ASAHAN, Potretnusantara.id – Diduga akibat cucunya dimutasi seorang kakek, Asmadi (82) nekat menutup sekolah TK Bina Dharma PT. Gunung Melayu Desa Batu Anam, Kecamatan Rahuning, Kabupaten Asahan.
Menurut Asmadi warga Dusun IV Desa Batu Anam, TK Bina Dharma ditutupnya karena kecewa cucunya, Haryono yang sudah 5 tahun yang masih BHL (Buruh Harian Lepas) di PT. Gunung Melayu Satu Batu Anam dimutasi ke Pabrik PMS Madina. Karena tidak mengindahkan surat panggilan ke satu dan ke dua dari PT. Sawit Sukses Sejati Madina akhirnya Haryono dikualifikasikan mengundurkan diri sepihak.

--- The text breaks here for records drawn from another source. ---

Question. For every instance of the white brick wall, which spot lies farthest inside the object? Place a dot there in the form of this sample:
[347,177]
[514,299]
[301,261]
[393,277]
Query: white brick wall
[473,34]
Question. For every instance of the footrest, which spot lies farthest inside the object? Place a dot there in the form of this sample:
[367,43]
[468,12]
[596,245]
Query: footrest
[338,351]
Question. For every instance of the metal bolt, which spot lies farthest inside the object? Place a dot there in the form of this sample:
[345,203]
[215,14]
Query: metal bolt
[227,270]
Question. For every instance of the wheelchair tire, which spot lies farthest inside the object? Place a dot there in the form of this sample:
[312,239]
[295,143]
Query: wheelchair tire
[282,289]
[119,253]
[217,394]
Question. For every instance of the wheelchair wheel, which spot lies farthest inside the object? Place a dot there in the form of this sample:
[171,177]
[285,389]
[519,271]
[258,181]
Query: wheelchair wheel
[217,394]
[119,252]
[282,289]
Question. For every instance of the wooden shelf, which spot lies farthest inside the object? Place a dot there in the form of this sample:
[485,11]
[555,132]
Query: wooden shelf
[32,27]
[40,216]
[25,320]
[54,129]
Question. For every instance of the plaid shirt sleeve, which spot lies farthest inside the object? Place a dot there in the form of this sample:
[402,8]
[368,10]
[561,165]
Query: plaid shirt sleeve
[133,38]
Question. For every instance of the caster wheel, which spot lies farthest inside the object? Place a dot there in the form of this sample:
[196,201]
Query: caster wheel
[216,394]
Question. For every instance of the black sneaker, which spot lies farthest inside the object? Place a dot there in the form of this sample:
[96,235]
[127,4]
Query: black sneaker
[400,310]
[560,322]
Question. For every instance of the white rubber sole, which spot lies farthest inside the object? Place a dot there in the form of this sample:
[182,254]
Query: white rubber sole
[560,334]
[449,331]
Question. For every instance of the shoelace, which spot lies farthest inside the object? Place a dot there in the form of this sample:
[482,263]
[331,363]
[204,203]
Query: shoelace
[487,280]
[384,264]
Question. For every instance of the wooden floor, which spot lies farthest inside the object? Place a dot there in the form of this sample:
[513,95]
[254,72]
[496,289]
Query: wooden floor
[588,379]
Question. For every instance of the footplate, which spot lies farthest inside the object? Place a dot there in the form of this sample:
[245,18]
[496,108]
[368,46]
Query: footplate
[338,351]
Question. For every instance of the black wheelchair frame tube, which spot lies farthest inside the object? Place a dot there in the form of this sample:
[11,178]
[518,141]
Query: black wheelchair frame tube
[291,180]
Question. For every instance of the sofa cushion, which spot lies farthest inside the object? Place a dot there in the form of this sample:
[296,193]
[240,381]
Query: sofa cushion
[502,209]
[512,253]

Asmadi mengatakan bahwa sekolah TK Budi Dharma berdiri di atas tanah miliknya seluas 20 x 35 meter yang terletak di Dusun IV Desa Batu Anam itu dikontrak oleh yayasan Budi Dharma untuk sekolah TK selama 10 tahun terhitung sejak bulan Desember 2016 dengan sewa Rp 250.000/bulan.
“Dulunya saya tanah itu saya kontrakkan dengan yayasan Budi Dharma karena cucu saya bisa diterima menjadi karyawan PT. GM 1 Batu Anam. Ternyata sudah selama 5 tahun kerja tetap saja BHL, malah dimutasi pula ke tempat jauh, sedang dia (Haryono, red) merupakan cucu satu-satunya yang tidak bisa berpisah jauh dengan orang tuanya,” ungkap Asmadi saat ditemui potretnusantara.id di kediamannya, Kamis (9/12/21).

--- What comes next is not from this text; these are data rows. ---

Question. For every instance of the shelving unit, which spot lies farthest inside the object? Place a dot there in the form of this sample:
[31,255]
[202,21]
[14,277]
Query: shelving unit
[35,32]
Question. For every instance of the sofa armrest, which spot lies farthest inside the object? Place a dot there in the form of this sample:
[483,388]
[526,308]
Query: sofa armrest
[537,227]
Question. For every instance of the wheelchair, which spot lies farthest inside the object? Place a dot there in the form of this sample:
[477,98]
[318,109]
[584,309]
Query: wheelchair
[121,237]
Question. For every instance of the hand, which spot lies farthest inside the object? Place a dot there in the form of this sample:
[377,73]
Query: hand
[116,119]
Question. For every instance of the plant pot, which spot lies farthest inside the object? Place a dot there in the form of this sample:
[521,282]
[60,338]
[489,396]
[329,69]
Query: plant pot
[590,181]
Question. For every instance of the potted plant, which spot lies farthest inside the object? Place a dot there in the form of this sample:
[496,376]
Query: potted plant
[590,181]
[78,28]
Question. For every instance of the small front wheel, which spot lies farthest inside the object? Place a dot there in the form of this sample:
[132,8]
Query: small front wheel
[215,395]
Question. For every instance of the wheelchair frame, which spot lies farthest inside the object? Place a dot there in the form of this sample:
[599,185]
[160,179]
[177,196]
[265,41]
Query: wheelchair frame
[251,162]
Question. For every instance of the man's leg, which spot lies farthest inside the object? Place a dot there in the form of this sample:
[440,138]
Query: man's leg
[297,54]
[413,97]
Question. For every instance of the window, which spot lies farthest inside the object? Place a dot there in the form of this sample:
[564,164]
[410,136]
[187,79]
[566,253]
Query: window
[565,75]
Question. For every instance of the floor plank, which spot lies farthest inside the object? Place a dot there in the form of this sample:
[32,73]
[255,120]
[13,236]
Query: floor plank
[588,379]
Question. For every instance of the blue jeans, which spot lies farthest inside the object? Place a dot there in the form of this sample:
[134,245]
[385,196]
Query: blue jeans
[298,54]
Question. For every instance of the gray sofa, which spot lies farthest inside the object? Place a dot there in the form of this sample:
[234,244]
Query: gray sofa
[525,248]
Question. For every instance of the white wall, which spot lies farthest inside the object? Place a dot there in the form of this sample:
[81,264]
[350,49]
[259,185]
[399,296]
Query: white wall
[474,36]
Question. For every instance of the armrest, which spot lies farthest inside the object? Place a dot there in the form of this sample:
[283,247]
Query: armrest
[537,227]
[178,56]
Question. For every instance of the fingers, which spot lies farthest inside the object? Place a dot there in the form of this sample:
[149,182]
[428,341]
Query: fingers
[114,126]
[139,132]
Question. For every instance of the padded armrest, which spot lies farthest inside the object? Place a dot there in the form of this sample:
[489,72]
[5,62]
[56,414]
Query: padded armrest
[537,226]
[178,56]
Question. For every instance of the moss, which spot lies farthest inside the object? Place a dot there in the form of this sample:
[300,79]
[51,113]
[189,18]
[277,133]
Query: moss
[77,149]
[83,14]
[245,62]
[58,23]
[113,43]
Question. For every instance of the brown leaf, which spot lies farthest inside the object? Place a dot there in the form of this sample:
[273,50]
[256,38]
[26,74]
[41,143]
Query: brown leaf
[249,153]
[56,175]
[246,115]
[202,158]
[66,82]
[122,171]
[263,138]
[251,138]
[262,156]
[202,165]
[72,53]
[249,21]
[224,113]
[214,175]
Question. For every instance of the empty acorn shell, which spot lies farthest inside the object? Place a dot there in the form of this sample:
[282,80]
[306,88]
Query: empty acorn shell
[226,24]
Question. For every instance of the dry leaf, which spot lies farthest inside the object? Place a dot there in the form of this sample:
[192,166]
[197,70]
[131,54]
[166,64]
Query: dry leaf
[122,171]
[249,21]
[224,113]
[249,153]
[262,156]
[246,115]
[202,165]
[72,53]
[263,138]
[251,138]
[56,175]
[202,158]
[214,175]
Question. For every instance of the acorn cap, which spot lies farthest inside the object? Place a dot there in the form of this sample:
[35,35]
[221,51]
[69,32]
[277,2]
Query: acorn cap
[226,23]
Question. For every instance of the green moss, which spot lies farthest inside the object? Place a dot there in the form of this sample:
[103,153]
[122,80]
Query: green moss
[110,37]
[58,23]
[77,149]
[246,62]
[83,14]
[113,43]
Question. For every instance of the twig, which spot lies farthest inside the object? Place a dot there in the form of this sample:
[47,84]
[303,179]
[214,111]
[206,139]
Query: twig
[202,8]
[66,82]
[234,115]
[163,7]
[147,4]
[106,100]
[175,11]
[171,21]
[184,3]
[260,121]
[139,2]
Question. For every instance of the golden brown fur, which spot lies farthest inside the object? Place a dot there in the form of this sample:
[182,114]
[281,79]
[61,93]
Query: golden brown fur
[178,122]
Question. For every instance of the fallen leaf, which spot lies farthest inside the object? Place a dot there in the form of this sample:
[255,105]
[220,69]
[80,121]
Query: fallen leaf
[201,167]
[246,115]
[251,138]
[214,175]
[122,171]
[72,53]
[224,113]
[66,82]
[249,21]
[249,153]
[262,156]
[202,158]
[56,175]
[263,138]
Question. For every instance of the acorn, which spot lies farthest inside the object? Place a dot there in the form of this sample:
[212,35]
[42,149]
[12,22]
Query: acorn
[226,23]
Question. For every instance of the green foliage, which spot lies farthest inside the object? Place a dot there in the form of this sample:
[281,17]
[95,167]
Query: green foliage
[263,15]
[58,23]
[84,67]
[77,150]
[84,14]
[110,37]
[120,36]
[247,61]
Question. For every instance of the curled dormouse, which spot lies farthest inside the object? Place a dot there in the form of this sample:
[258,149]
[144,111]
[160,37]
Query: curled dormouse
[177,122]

Namun dampak dari TK tersebut ditutup murid-murid pindah terpaksa belajar di rumah Pondok karyawan PT. GM 1 Batu Anam milik seorang guru TK Budi Dharma, Suliem yang proses belajar mengajarnya di tempatkan di sebuah joglo depan rumahnya.

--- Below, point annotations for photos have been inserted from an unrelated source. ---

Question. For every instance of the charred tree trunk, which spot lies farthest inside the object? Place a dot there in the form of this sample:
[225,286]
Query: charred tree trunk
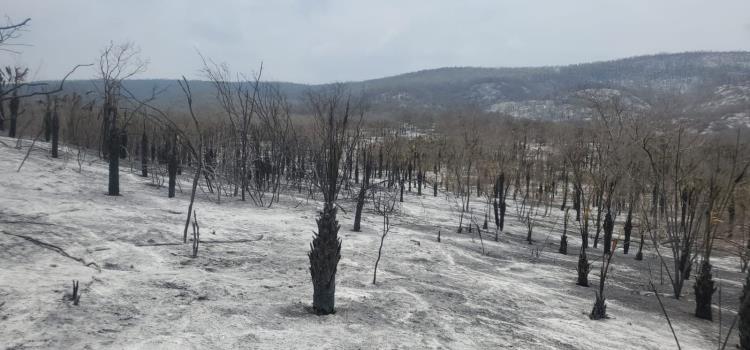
[628,229]
[144,154]
[114,163]
[744,315]
[565,192]
[172,165]
[609,226]
[577,203]
[583,268]
[362,193]
[47,122]
[639,254]
[325,253]
[598,217]
[704,290]
[13,107]
[564,238]
[55,131]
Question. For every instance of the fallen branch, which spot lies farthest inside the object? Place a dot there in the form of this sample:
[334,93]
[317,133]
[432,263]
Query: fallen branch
[664,311]
[201,242]
[55,249]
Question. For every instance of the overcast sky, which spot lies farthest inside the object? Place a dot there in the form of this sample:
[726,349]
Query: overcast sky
[315,41]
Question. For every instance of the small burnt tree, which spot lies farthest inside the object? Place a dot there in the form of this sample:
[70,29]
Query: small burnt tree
[331,111]
[744,315]
[600,307]
[368,162]
[385,203]
[116,63]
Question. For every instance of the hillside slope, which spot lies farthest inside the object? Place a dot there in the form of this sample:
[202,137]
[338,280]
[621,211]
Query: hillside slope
[256,294]
[716,86]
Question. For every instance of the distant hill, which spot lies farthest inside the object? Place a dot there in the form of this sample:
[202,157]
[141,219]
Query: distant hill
[718,82]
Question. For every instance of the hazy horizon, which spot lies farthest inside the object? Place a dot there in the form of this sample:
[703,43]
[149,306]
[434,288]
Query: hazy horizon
[326,41]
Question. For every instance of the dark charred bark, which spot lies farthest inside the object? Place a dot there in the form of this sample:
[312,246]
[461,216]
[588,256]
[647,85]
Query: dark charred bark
[55,133]
[362,193]
[144,154]
[172,165]
[325,253]
[628,229]
[609,226]
[744,315]
[704,290]
[13,107]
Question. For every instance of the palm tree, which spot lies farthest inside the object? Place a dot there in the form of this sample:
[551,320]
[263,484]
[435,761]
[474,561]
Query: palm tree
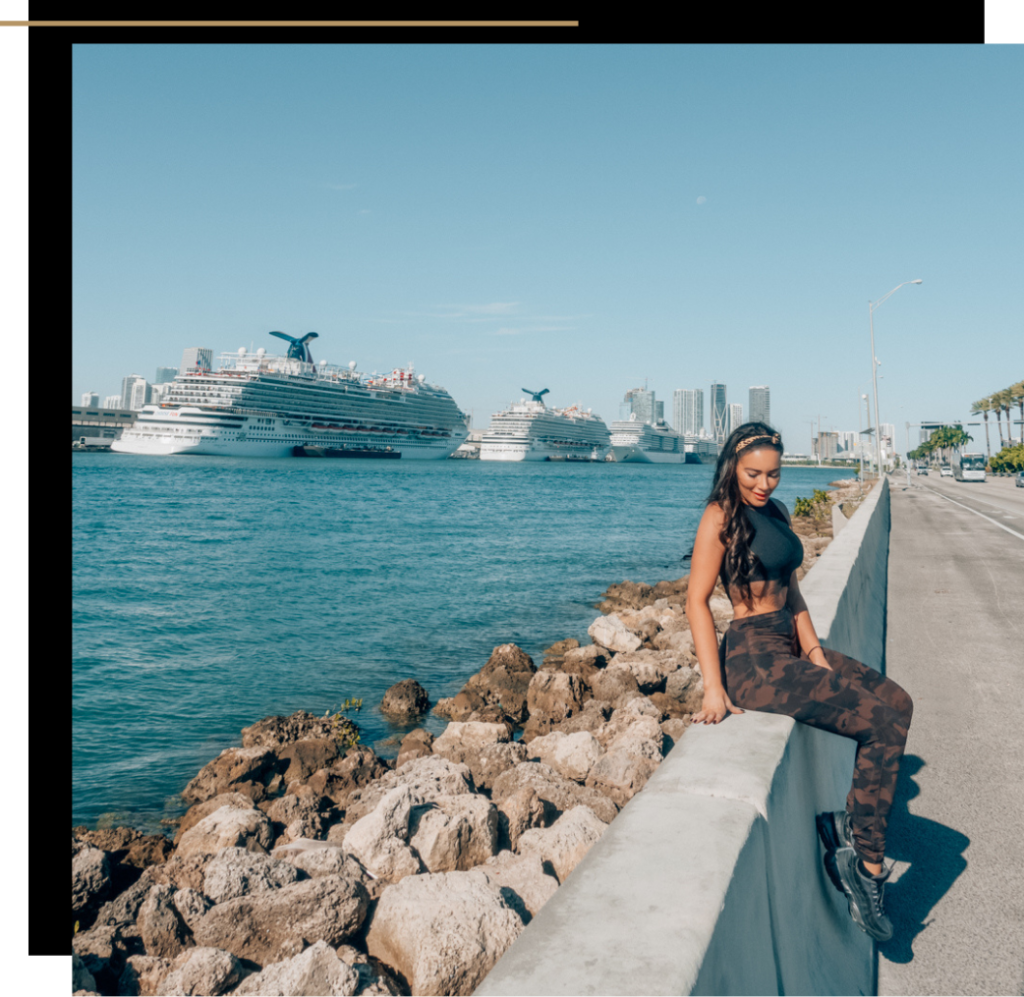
[984,405]
[997,408]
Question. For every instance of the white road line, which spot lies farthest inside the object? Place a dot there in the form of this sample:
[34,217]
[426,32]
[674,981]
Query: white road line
[975,511]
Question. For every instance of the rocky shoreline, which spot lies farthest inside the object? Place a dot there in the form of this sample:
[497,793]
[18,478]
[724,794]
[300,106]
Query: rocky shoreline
[305,866]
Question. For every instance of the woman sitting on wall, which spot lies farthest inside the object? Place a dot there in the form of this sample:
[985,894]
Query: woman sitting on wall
[770,659]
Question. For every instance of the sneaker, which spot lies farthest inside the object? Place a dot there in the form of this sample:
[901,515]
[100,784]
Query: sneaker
[835,829]
[863,893]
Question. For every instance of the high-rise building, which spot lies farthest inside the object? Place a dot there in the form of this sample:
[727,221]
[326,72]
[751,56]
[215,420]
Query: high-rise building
[687,410]
[719,413]
[639,401]
[735,418]
[760,406]
[128,388]
[197,356]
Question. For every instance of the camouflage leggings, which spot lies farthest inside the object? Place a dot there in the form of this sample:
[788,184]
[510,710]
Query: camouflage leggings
[764,669]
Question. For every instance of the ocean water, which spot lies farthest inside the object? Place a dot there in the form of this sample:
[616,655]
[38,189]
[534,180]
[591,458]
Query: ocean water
[209,593]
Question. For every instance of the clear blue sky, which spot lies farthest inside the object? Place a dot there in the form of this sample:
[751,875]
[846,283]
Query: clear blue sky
[572,218]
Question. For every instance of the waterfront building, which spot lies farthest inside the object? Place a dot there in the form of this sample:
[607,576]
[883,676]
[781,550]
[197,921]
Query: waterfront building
[639,402]
[760,404]
[735,418]
[197,357]
[719,414]
[128,388]
[687,412]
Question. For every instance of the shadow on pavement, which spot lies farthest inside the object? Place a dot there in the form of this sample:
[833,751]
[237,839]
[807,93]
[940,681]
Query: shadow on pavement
[935,854]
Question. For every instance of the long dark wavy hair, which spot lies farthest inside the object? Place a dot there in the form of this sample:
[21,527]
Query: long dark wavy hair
[739,560]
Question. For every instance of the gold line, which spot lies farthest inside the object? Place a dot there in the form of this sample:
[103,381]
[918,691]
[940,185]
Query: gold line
[289,24]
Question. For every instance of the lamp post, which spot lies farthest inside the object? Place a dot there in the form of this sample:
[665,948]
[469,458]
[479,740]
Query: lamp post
[871,305]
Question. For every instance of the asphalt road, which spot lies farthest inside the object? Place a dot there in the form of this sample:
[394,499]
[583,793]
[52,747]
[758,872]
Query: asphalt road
[954,640]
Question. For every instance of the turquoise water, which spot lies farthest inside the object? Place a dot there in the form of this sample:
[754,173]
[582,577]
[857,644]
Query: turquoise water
[211,592]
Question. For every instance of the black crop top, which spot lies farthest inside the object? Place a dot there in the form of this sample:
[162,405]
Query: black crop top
[778,550]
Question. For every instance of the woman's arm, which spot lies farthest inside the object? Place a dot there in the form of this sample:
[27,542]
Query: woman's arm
[705,567]
[805,629]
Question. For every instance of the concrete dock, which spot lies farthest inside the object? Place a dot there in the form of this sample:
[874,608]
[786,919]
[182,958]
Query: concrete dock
[954,640]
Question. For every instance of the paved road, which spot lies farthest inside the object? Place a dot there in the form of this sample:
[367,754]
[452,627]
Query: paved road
[954,641]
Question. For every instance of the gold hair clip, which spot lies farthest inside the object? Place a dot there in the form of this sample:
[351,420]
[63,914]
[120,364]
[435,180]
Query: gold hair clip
[774,438]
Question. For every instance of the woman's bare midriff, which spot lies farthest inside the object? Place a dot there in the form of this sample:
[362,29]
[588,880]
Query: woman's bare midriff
[766,597]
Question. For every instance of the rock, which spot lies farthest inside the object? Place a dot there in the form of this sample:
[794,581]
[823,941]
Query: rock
[198,811]
[454,832]
[571,754]
[142,976]
[233,872]
[123,909]
[272,732]
[621,774]
[181,871]
[296,815]
[202,970]
[275,925]
[90,881]
[523,876]
[305,756]
[503,681]
[246,770]
[555,695]
[616,684]
[228,827]
[315,971]
[443,932]
[380,839]
[519,812]
[359,768]
[553,789]
[426,778]
[566,841]
[81,979]
[163,932]
[190,905]
[416,744]
[406,698]
[593,714]
[672,731]
[609,632]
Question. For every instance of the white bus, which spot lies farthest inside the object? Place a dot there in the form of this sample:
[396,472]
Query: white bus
[969,467]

“Karena sekolah TK ditutup murid terpaksa kami pindahkan belajarnya di rumah guru. Tapi kami juga sudah minta ke perusahaan agar diberikan satu rumah karyawan untuk ruang belajar TK tapi belum dipenuhi, maka terpaksa proses belajar mengajar di tempatkan di sini (joglo, red). Namun selama terpaksalah adanya Covid-19 kadang murid belajar di rumah saya secara prokes,” ujar Saliem.
Secara terpisah wakil Humas PT. Gunung Melayu Satu Batu Anam, Hariyanto membenarkan sekolah TK Bina Dharma Batu Anam ditutup oleh pemilik tanah Asmadi diduga karena keberatan cucunya Hariyono dimutasi ke Pabrik PMS Madina.
” Karena permohonannya agar anaknya tidak dimutasi tidak dipenuhi oleh perusahaan langsung pintu pagar sekolah TK dipasang plang tutup. Padahal tanah tersebut masih ada ikatan kontrak dengan yayasan Budi Dharma selama 10 tahun sejak bulan Desember 2016, bukan dengan PT. GM 1 Batu Anam,” terang Hariyanto.
Menurut Hariyanto yang juga Kepala Desa Batu Anam bahwa Hariyanto perlu diketahui bahwa surat mutasi yang dikeluarkan PT. Sawit Sukses Sejati. Dan rencananya akan diangkat menjadi karyawan SKU dan menjadi operator.
” Tapi Haritono tidak mau, dan keinginannya tetap bekerja di pabrik PT. GM Satu Batu 6,” tandas Hariyanto.